The active ingredients in devil’s claw root (Harpagophytum procumbens) are a group of molecules called harpagosides. These compounds (50 mg dose) were used in a large clinical trial involving nearly 400 patients suffering from persistent back pain [26]. The study concluded that there was strong evidence to support the analgesic effects of devil’s claw (roughly 50-gram dose per day). 

Harpagophytum procumbens

23. California Poppy

The California poppy (Eschscholzia californica) is closely related to the opium poppy (Papaver somniferum), which is where the original source of opiate painkillers is derived from. 

California poppy contains many (but not all) of the same alkaloids in opium that make it so useful for managing chronic pain. 

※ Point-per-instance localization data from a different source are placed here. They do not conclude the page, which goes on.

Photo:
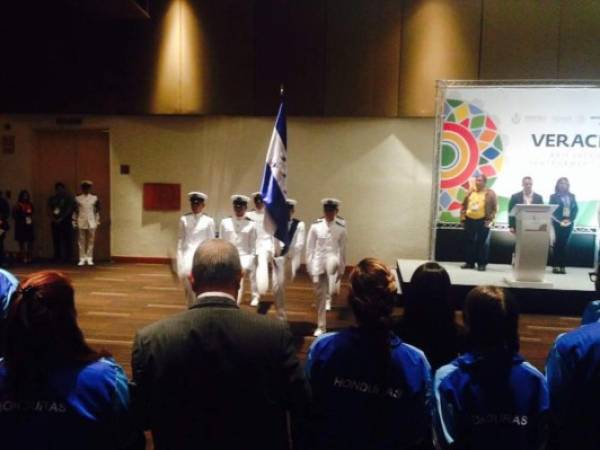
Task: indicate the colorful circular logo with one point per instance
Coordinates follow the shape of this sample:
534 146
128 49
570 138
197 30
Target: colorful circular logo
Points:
470 145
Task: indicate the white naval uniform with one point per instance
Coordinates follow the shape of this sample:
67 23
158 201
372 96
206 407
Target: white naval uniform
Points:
86 218
241 232
265 248
194 229
325 256
291 255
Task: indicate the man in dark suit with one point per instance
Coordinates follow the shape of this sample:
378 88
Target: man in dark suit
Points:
214 376
524 197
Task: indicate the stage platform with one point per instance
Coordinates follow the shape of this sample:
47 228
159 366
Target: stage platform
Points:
568 295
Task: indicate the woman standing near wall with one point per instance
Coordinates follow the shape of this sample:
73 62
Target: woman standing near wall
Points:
23 215
563 219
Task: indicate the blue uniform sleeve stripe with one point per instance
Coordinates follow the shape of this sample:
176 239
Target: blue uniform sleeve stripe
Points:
444 414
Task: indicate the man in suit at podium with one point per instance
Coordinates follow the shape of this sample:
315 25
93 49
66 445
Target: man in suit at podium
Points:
524 197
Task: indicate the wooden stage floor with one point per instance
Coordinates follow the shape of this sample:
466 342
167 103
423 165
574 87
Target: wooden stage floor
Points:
115 300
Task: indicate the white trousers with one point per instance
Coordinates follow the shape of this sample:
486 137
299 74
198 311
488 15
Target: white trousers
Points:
278 278
85 240
321 285
259 275
248 266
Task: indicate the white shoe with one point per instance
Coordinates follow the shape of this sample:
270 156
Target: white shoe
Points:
318 332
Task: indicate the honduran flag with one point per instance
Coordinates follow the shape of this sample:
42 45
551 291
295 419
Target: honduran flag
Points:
274 184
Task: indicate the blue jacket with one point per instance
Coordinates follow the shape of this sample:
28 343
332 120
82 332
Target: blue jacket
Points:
8 285
354 408
498 401
80 407
573 373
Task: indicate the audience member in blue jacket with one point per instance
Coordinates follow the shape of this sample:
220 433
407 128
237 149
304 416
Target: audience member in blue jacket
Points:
8 285
573 372
371 391
55 391
490 398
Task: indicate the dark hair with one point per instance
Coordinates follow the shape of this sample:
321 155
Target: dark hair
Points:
371 297
216 263
42 331
428 321
565 179
22 194
429 294
492 319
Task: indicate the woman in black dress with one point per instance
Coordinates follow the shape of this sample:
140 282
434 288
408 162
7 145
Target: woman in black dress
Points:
23 215
563 219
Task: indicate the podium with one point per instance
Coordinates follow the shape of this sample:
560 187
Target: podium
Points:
533 241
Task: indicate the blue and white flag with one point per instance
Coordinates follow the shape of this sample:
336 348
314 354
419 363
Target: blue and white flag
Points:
274 184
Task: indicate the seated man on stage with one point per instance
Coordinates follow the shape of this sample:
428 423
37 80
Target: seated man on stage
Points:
524 197
477 214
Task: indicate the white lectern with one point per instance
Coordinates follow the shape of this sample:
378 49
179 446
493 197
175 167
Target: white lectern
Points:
533 240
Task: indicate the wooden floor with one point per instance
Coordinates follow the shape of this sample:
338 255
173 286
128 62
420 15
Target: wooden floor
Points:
115 300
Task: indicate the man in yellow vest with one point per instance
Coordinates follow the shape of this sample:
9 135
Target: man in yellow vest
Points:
477 214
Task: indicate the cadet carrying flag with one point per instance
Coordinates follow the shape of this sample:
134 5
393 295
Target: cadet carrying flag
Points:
274 184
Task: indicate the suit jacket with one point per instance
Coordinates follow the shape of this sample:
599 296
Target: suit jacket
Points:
517 199
217 377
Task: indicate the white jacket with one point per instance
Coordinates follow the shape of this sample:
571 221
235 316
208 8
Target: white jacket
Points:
87 211
326 240
194 229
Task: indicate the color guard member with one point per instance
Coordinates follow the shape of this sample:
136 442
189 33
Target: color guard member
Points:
86 218
240 230
265 247
326 256
195 227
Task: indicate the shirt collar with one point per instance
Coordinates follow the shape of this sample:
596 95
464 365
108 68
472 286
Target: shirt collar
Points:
213 294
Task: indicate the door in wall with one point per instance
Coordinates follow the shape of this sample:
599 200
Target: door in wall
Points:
69 157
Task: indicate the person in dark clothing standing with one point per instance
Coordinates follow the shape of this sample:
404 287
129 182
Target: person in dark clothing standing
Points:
563 221
4 225
61 206
215 376
23 215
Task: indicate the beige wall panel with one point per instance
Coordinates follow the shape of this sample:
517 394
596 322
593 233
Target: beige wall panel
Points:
380 168
362 57
204 57
579 55
440 41
520 39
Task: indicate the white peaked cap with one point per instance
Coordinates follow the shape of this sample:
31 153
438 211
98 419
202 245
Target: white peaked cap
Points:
196 194
329 201
239 198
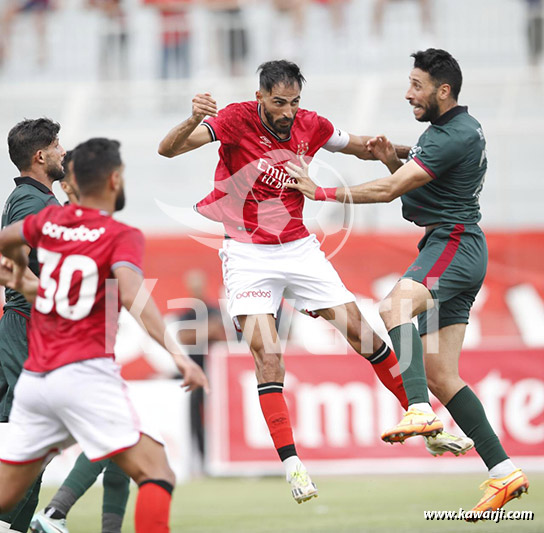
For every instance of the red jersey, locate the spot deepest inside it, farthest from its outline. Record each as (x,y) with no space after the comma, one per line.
(249,197)
(78,249)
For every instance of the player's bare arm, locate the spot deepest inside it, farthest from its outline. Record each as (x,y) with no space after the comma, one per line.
(14,247)
(190,134)
(30,282)
(382,149)
(408,177)
(358,146)
(130,283)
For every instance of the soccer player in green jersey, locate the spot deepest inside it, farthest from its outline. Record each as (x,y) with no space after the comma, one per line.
(35,150)
(439,186)
(84,473)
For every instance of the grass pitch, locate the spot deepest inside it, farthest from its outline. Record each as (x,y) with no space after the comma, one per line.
(369,504)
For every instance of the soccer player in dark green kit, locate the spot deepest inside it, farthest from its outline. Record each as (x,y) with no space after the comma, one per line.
(35,150)
(439,186)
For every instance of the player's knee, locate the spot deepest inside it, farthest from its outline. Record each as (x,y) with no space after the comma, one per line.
(386,312)
(269,367)
(155,471)
(442,385)
(8,501)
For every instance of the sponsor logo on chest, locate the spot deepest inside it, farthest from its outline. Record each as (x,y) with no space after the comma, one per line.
(81,233)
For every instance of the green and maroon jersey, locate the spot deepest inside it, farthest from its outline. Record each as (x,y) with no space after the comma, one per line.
(28,197)
(452,152)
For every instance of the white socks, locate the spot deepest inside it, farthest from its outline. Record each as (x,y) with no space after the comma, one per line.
(503,469)
(291,464)
(423,406)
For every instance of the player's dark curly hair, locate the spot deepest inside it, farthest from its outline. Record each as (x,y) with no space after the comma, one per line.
(442,67)
(94,160)
(281,71)
(29,136)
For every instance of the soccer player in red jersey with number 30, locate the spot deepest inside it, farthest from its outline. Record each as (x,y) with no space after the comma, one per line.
(70,389)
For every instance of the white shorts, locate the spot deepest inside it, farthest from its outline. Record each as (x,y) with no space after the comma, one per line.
(258,276)
(85,402)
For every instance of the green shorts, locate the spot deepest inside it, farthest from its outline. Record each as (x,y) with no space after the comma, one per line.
(452,263)
(13,354)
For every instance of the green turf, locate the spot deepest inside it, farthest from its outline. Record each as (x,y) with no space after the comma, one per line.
(346,504)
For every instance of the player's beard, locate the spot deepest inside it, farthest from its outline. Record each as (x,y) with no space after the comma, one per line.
(120,200)
(55,172)
(281,129)
(432,111)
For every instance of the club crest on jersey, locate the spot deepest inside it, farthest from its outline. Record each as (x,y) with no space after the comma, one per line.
(302,148)
(414,151)
(266,141)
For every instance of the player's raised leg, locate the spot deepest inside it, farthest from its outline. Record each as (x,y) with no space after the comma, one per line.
(347,318)
(147,465)
(15,479)
(407,299)
(505,480)
(262,337)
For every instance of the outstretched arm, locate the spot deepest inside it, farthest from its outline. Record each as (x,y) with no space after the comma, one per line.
(358,146)
(130,284)
(190,134)
(408,177)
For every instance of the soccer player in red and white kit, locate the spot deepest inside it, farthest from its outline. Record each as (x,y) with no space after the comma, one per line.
(268,252)
(71,389)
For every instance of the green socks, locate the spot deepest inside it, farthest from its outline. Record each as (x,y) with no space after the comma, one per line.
(21,516)
(409,351)
(468,412)
(82,477)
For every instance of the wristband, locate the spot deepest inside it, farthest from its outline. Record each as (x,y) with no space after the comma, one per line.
(325,194)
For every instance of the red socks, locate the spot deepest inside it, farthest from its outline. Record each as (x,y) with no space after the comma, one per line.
(153,507)
(384,362)
(277,418)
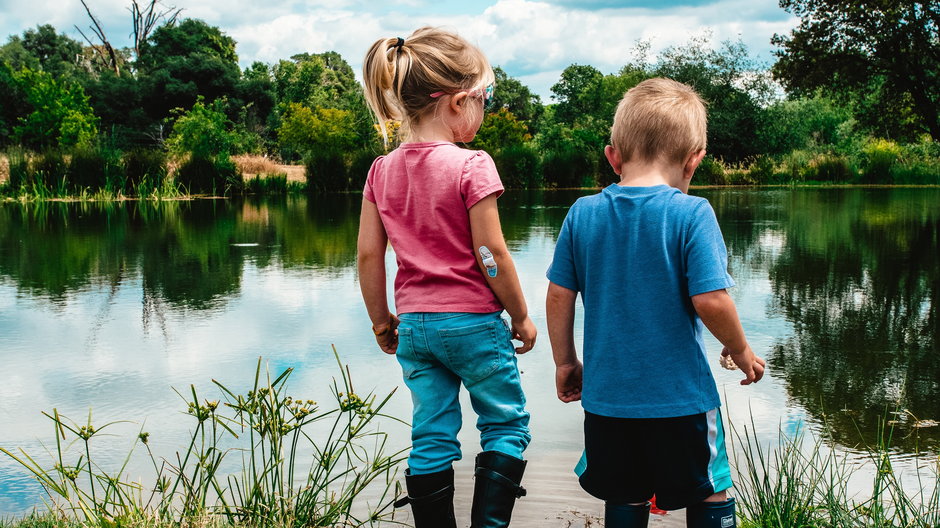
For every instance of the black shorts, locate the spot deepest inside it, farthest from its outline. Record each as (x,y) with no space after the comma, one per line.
(681,460)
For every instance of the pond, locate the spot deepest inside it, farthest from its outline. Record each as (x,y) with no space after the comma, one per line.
(109,307)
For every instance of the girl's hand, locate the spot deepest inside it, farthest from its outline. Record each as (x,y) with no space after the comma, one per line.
(386,335)
(524,331)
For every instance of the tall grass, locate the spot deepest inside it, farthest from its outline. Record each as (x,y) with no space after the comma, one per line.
(297,464)
(801,484)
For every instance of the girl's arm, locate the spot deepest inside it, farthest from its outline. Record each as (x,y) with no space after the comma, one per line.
(373,241)
(486,231)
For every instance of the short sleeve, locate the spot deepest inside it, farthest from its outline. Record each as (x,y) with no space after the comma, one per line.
(479,179)
(563,271)
(367,191)
(705,253)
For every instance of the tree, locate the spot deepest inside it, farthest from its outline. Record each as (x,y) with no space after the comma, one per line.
(185,60)
(304,130)
(43,49)
(59,112)
(853,47)
(515,97)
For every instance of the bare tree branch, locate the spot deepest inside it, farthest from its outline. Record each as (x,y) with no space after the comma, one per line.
(112,62)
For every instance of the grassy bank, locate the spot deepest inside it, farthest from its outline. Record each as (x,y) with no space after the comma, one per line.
(262,458)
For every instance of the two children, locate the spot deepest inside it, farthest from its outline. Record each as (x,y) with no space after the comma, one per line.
(647,259)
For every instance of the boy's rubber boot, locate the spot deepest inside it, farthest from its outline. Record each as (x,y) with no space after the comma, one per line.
(711,515)
(626,515)
(432,499)
(495,489)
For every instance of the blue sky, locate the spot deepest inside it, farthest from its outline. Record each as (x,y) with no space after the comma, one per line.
(532,40)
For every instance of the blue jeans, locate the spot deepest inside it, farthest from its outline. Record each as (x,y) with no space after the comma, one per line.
(438,352)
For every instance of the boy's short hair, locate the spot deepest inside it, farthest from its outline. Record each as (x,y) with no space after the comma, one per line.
(659,119)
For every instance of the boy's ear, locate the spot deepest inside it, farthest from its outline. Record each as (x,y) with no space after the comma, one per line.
(614,158)
(691,163)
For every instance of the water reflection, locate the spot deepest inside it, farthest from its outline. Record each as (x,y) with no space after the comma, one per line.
(109,305)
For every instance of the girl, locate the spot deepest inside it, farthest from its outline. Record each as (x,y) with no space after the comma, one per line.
(436,203)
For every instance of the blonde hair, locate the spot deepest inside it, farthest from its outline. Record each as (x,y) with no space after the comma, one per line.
(659,119)
(401,74)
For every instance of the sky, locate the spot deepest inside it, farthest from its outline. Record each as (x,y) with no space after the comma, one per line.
(532,41)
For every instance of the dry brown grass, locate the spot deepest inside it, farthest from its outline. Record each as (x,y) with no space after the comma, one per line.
(249,164)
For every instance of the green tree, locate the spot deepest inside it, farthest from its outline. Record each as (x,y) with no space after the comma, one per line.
(732,85)
(59,112)
(204,131)
(864,48)
(515,97)
(304,130)
(500,130)
(182,61)
(43,49)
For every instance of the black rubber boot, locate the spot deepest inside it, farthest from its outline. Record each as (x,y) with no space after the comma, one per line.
(432,499)
(495,489)
(626,515)
(711,515)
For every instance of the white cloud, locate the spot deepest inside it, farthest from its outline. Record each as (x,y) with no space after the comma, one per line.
(532,40)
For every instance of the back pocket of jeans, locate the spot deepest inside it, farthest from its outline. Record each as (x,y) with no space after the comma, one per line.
(472,351)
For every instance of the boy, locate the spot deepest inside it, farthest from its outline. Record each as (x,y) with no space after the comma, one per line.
(651,267)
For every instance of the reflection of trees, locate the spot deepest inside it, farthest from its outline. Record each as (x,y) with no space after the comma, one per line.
(188,254)
(859,278)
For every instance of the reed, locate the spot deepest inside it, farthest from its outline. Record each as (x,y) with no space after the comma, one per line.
(265,433)
(797,483)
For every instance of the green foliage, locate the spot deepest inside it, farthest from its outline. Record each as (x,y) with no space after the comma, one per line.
(215,176)
(305,131)
(95,168)
(879,156)
(499,130)
(271,485)
(711,171)
(144,166)
(182,62)
(326,171)
(519,166)
(882,55)
(43,49)
(204,131)
(60,116)
(512,95)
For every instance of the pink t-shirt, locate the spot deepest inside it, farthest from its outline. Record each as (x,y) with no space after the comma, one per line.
(423,192)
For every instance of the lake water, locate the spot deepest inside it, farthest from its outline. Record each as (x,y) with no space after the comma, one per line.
(108,307)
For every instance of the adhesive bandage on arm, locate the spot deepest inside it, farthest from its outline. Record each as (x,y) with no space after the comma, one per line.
(488,261)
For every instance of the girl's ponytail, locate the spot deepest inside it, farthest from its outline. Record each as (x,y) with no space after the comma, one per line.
(401,74)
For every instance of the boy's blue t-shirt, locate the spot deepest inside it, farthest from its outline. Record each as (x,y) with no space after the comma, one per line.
(637,255)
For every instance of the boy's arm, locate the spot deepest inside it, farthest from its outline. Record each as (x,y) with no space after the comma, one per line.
(717,311)
(372,244)
(486,231)
(559,309)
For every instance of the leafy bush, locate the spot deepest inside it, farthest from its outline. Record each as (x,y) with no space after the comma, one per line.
(518,166)
(216,176)
(95,168)
(144,166)
(879,157)
(710,172)
(19,173)
(359,165)
(326,171)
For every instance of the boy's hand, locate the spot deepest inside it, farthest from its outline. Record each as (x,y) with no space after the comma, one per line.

This plant is widely used by herbalists in North America and Europe as one of the stronger herbs available for managing pain. It’s also commonly used to promote sleep in patients suffering from insomnia. 

Eschscholzia californica

Wrapping Up: Treating Pain Naturally With Herbs

Countless Americans shy away from prescription painkillers in response to the opioid epidemic and other reports of addiction to over-the-counter drugs.

Thankfully, several natural herbs can assist with pain management. Most of them work by suppressing the central nervous system or acting as a local analgesic. Others can boost mood, which can assist in pain management.

Some of the most effective herbs for natural pain relief include kratom, cannabis, white willow bark, and valerian root.